Unfortunately, we do not have enough resources to train VIT on these large scale datasets from scratch. Instead, we added entire pre-trained ViT models of which the input size is 224x224 and finally fine-tuned on ImageNet-1K in the revision, i.e., IN-1K + SAM (Sharpness Aware Minimization), IN-21K-P, OpenAI CLIP. Note that IN-21K-P and OpenAI CLIP pre-trained models are fine-tuned on IN-1K same as other models. As shown in Figure 4 in the revision, the robustness is improved after vanilla fine-tuning in IN-1K-based pre-trained models while IN-21K model’s robustness rarely changes.
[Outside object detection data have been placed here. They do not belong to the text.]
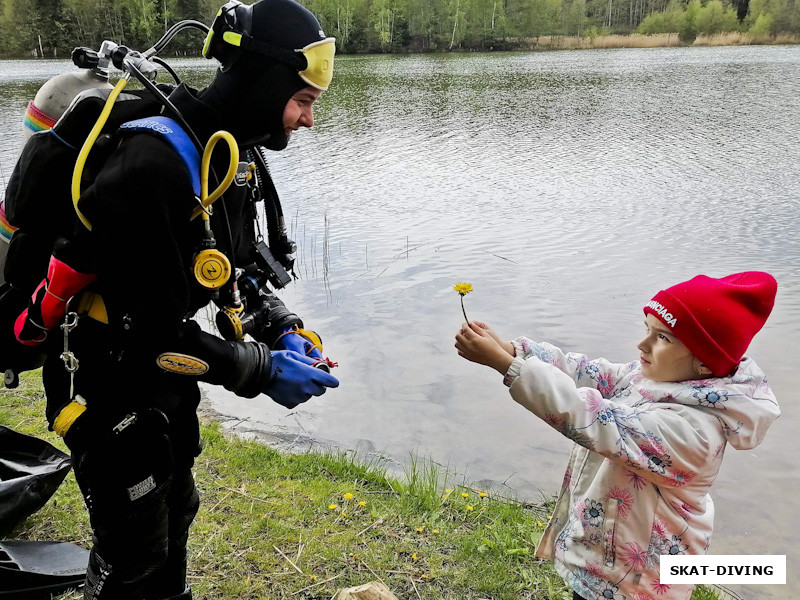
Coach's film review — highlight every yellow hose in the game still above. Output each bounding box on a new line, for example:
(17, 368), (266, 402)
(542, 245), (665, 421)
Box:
(192, 131), (239, 220)
(72, 73), (234, 231)
(72, 73), (130, 231)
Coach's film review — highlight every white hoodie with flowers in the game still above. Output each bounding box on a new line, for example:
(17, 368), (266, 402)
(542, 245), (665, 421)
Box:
(506, 338), (780, 600)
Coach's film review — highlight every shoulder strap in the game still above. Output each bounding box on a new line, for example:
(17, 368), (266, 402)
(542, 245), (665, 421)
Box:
(120, 117), (200, 196)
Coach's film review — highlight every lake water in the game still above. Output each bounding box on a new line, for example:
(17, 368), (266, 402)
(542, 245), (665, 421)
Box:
(0, 47), (800, 599)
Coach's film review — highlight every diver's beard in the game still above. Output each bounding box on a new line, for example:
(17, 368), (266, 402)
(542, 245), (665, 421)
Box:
(236, 132), (289, 151)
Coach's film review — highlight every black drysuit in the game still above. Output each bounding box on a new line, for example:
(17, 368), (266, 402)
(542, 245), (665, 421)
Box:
(43, 87), (282, 600)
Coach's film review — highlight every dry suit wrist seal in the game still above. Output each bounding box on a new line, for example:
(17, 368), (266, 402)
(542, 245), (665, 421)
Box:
(224, 341), (272, 398)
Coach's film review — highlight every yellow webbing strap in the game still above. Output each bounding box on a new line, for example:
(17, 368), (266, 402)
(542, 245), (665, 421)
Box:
(53, 396), (86, 437)
(71, 73), (130, 231)
(192, 131), (239, 219)
(275, 325), (322, 355)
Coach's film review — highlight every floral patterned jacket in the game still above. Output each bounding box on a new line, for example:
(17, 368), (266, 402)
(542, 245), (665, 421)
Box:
(506, 338), (780, 600)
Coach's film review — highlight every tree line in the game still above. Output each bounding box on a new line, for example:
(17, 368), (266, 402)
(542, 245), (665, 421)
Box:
(0, 0), (800, 57)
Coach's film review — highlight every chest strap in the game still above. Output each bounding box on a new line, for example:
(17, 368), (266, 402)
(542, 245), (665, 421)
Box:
(120, 117), (200, 196)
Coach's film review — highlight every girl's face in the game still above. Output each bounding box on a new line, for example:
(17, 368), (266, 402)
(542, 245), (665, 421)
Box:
(283, 86), (322, 138)
(637, 314), (711, 381)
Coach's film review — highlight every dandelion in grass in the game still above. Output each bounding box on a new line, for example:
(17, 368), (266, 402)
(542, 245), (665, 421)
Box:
(453, 283), (472, 323)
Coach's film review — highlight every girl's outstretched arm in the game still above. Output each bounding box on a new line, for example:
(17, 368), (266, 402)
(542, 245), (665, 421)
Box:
(455, 321), (514, 375)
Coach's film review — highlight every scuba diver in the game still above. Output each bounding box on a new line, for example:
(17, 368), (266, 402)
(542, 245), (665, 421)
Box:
(0, 0), (339, 600)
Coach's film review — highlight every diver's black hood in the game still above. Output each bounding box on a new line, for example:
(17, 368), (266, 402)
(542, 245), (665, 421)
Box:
(199, 53), (308, 150)
(199, 0), (325, 150)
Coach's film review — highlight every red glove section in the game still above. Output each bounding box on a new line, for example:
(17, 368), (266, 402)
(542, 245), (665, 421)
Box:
(14, 256), (97, 346)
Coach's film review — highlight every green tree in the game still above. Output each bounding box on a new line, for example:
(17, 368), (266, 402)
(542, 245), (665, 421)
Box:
(678, 0), (703, 44)
(695, 0), (739, 35)
(527, 0), (562, 38)
(747, 13), (775, 32)
(562, 0), (586, 36)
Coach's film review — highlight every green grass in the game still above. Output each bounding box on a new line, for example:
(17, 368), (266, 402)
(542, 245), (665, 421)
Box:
(0, 374), (715, 600)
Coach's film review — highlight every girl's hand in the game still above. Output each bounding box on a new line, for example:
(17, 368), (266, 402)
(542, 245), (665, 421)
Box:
(462, 321), (517, 356)
(455, 321), (514, 375)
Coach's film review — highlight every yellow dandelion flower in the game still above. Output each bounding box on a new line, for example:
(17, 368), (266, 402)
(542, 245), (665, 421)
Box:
(453, 283), (472, 323)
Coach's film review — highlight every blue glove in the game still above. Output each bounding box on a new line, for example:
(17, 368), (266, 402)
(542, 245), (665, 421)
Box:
(273, 327), (323, 361)
(264, 350), (339, 408)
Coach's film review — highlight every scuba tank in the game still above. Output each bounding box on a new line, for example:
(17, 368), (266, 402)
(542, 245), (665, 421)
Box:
(0, 21), (295, 387)
(0, 48), (112, 285)
(24, 64), (113, 142)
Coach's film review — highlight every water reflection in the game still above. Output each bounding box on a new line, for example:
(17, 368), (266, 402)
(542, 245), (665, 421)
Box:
(0, 47), (800, 598)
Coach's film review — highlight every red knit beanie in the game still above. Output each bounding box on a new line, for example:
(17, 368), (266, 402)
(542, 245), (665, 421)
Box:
(644, 271), (778, 377)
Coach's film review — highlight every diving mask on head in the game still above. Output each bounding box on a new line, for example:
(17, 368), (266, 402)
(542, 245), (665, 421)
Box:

Conversely, the robustness of IN-21K-P and IN-21K + AugReg pre-trained models drops. Especially, after fine-tuning, IN-21K-P pre-trained model has better robustness than IN-21K + AugReg. Finally, OpenAI CLIP model also suffers from a severe robustness drop same as LAION-2B pre-trained model.
We believe that these experiments sufficiently support our claim that larger pre-trained model does not always guarantee to have better robustness. Moreover, the results of models pre-trained on IN-21K and its variants present that different pre-processing, data augmentation, and regularization while training on the same pre-training dataset affects robustness changes in fine-tuning.
Re: why the weird observation LAION-2B happens instead of just presenting experimental results and putting forward some hypothesis without any in-depth analysis.
Thank you for pointing out. We are analyzing the cause for the catastrophic robustness drop on the large scale datasets by focusing on how network weight and representation change during fine-tuning. We will share the results once it is done.
Re: Typo in Lines113-114 and Lines 316-317.
Thank you for your comment. We changed L113 "the absolute performance" to "The absolute performance" and L316-317 from "We consider how the accuracy on ImageNet-1K changes after fine-tuning on each downstream dataset, Figure 3." to "We consider how the accuracy on ImageNet-1K changes after fine-tuning on each downstream dataset."
Following Reviewer LcKf’s recommendation, we used LAION-400M and DataComp-1B pre-trained ViT-B/16 models from the OpenCLIP library. Unfortunately, we could not find a publicly released LAION-100M pre-trained ViT-B/16 model, and we lack the resources to train a ViT from scratch on the LAION datasets. However, we found a LAION-100M pre-trained ViT-B/32 model from Lin et al. [LcKf-4], and we will share the results if fine-tuning is completed during the discussion period.
Unlike the existing models in the Timm library, which are already fine-tuned on ImageNet-1K, we fine-tuned these pre-trained models ourselves on ImageNet-1K. Due to time and resource constraints, we trained the ViT-B/16 models for 25 epochs on ImageNet-1K (ImageNet-1K training accuracy: LAION-400M model: 91.6%; DataComp-1B model: 87.9%).
We fine-tuned the models on each downstream dataset for 2 epochs, as the robustness drop becomes distinctive after 2 epochs of fine-tuning, as shown in Figure 6 of the revision. We will share results after 10 epochs of fine-tuning if they are ready during the discussion period.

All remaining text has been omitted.